Moulds and mycotoxins – sampling feed to test for mycotoxins


Source: Ontario Ministry of Agriculture, Food and Rural Affairs

What to sample for mycotoxins tests:

  • If feeding a total mixed ration (TMR), sample it for mycotoxins first.
  • If the TMR test result is positive then individually sample suspect ingredients including silages and concentrates.
  • If grain and forages are fed separately, then test them individually.
  • Sample individual suspect ingredients.
  • Sample concentrates.

When to test for mycotoxins:

Mycotoxins and some moulds are not visible to the eye and require laboratory tests to determine if toxins are present. Testing should be done when any one of the following situations arise:

  • When mouldy feeds are being fed and/or mouldy feeds make up a significant proportion of the ration.
  • When substantial changes in production and health are observed in a large proportion of the animals on feed.
  • Decline in performance and health that cannot otherwise be readily explained and symptoms typical of the effects of mycotoxins are present.

Wet and dry feeds need to be sampled and handled differently

  • Dry feeds are any feeds with 12% moisture or less. For example dry grains, protein supplements, dry hay and concentrates.
  • Wet feeds are any feeds with 15% moisture or greater. For example TMR, corn silage, haylage and high moisture grains.
  • Feeds between 12 and 15% moisture are a grey area and it is a judgement call as how best to handle them. When in doubt, it is safer to handle these as a wet feed.

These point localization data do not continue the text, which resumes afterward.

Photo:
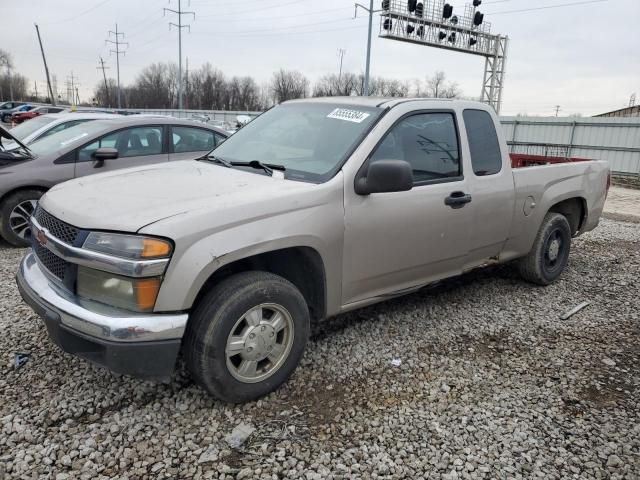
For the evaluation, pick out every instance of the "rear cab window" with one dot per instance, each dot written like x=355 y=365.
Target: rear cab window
x=428 y=141
x=486 y=157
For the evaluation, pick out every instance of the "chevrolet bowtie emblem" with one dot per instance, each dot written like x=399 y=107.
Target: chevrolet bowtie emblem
x=41 y=237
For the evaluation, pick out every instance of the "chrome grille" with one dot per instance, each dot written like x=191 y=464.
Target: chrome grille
x=62 y=231
x=50 y=261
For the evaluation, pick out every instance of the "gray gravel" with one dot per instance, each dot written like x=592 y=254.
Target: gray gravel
x=490 y=384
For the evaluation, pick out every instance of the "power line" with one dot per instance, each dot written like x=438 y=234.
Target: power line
x=104 y=76
x=547 y=7
x=179 y=26
x=118 y=52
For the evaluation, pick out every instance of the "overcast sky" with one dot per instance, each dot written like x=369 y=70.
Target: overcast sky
x=584 y=57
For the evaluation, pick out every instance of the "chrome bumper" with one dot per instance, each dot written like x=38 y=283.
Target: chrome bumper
x=93 y=319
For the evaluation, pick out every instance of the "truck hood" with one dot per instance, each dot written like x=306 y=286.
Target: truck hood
x=128 y=200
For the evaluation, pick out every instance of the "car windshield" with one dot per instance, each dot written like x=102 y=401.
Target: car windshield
x=27 y=128
x=73 y=136
x=311 y=140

Sampling method #1 for dry feeds (adapted from Penn State University)

  • Take eight to 12 samples at each of three to five feedings or feed removal from storage.
  • Mix the sub-samples well, take a 500 gram (g) composite sample and store in a cool dry place.
  • Combine at least three to five composite samples, mix well and take a 500 g sample for submission to the laboratory.
  • Store all samples in clean double layer paper (grocery store) or cotton bags.
  • Keep an additional 500 g sample for confirmation or other analyses.

Sampling method #2 for dry feeds (adapted from Penn State University)

  • Take 12 to 20 stream samples from an entire delivery or 12 to 20 deep probe samples from a bin. Include samples from the sides of bins or edges of storage where mould is likely to occur.
  • Mix samples as above and take a final 500g composite sample for submission to the laboratory.
  • Place sample in a clean double layer paper or cotton bag (available at the grocery stores) and keep in a cool dry place. Do not use plastic bags with dry samples.

Sampling method for wet feeds (adapted from Penn State University)

  • Take 8 – 12 sub-samples of wet feeds at each of 3 – 5 feedings or feed removal from storage.
  • Mix the sub-samples well and take a 750 – 1000g composite sample.
  • Place the composite sample in a thick or double plastic bag. Pack the sample tightly, forcing out as much air as possible and seal well.
  • Store samples in the freezer till the final composite is prepared.
  • Combine the 3 – 5 composite samples and mix them well. Take a final 1kg composite sample to submit to the laboratory for mycotoxin analysis.
  • Take a second 1kg sample to submit to a laboratory for moisture analysis.
  • Take a third 1 kg sample and store in the freezer for confirmatory or other analyses as required.
  • Always store wet samples in the freezer till they are submitted for analysis.
  • Always ship wet samples frozen, use an insulated bag with ice packs. If possible hand deliver samples to the laboratory as soon as possible after the final composite sample is prepared and frozen.

Problems with sampling for mycotoxin analysis

  • Mycotoxins are often present in very small amounts: parts per million (ppm) and parts per billion (ppb) are detected in labs
  • Mycotoxin content is not necessarily related to the amount of mould present.
  • Mycotoxins are not necessarily evenly distributed in the affected feed. Isolated pockets may exist.
  • Some mycotoxins could develop during lengthy transit to the laboratory.
  • Some mycotoxins continue to be produced in storage, particularly if unfavourable storage conditions exist.

Laboratory Analysis

  • Discuss with your nutritionist which mycotoxins to test for in the samples taken
  • Sampling must be random but at the same time be aware that moulds tend to be at the sides of bins so some samples must be included from these parts of the bin.
  • Agri-Food Laboratories recommends taking a composite sample of 1 kg (1,000g) for submission to the laboratory for mycotoxin analysis.

Always collect a number of samples (up to 10 kg total or approximately 20 pounds), mix and sub-sample, store in clean paper or cotton bags, keep in cool dry place and get to the lab as soon as possible. The shorter the delay between sampling and analysis, the more reliable the results are likely to be.